What does her family feel about the outspoken young woman’s rapping career? Her businessman father and social activist mother, along with extended family, are supportive but do have their apprehensions, says Ashraf. “Actually they want someone to speak up, only that they don’t want their own daughters to do it,” she laughs.
But Ashraf also wants to stick to tradition and plans to get married as soon as her family finds a suitable groom. ‘The only time you can ask me for a date is Ramadan’, reads one of the T-shirts she designed.”I have to think of the social implications of my decisions on my family. Yes, I am bound, I am tied. But it also gives me a certain level of security. It’s my freedom, it’s freedom from fear and loneliness.”
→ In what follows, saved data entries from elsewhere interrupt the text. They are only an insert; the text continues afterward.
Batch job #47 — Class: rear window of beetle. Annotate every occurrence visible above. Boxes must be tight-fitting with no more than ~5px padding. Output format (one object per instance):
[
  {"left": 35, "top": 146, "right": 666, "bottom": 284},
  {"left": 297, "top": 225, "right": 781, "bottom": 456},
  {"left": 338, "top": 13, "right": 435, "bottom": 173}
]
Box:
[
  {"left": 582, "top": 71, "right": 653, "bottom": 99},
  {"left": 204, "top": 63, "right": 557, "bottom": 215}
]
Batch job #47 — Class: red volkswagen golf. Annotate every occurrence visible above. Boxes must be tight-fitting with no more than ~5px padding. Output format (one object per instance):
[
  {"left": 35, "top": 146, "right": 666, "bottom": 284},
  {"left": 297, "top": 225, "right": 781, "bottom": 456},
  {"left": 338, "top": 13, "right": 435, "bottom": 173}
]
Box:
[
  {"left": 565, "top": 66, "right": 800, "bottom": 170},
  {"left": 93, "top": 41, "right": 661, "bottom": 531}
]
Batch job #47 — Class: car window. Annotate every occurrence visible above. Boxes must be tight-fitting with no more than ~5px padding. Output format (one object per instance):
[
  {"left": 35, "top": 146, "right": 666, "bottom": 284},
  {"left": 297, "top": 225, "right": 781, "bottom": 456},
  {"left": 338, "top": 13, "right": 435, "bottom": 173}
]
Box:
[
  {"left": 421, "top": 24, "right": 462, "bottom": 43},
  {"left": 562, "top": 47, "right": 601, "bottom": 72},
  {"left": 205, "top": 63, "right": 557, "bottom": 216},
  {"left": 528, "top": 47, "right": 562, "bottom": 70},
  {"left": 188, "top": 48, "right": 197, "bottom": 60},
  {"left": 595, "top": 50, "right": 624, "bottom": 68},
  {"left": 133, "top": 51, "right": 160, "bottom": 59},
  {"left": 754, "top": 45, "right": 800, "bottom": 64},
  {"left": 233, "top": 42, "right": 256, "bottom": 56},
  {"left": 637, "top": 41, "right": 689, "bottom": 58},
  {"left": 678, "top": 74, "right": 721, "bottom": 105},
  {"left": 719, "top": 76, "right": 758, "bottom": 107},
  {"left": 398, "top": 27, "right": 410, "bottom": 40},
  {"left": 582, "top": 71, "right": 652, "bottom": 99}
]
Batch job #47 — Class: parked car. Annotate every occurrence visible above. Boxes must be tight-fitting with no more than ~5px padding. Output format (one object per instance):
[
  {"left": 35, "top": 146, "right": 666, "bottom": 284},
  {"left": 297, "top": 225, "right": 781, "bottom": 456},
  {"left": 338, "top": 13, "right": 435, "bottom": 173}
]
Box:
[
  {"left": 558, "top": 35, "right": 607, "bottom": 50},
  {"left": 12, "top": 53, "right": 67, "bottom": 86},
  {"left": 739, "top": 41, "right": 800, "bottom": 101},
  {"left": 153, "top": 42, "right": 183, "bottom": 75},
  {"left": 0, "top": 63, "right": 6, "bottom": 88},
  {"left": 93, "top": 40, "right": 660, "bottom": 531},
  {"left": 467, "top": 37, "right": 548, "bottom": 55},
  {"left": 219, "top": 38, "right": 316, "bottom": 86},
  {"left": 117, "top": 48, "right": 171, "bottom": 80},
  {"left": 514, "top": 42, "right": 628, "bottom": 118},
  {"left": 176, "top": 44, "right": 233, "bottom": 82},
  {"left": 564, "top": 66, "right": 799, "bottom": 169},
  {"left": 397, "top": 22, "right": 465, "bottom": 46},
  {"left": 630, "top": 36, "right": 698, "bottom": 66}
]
Ashraf treads a middle path, in which different worlds seem to converge. She is too liberal to be fundamental, but too conservative to be a rebel. She loved The Motorcycle Diaries, the story of Marxist rebel Ernesto ‘Che’ Guevara’s journey across South America, but is waiting to be a homemaker and raise her own family; she is too orthodox to shake hands, but asks, in one of her T-shirt quotes, ‘A true Muslim is a mirror to another — aren’t you lucky that I am hot?’.
She sums it up: “I am not a radical, I don’t see myself breaking rules. I think I am a liberal, or a conservative liberal, if there can be such a thing.”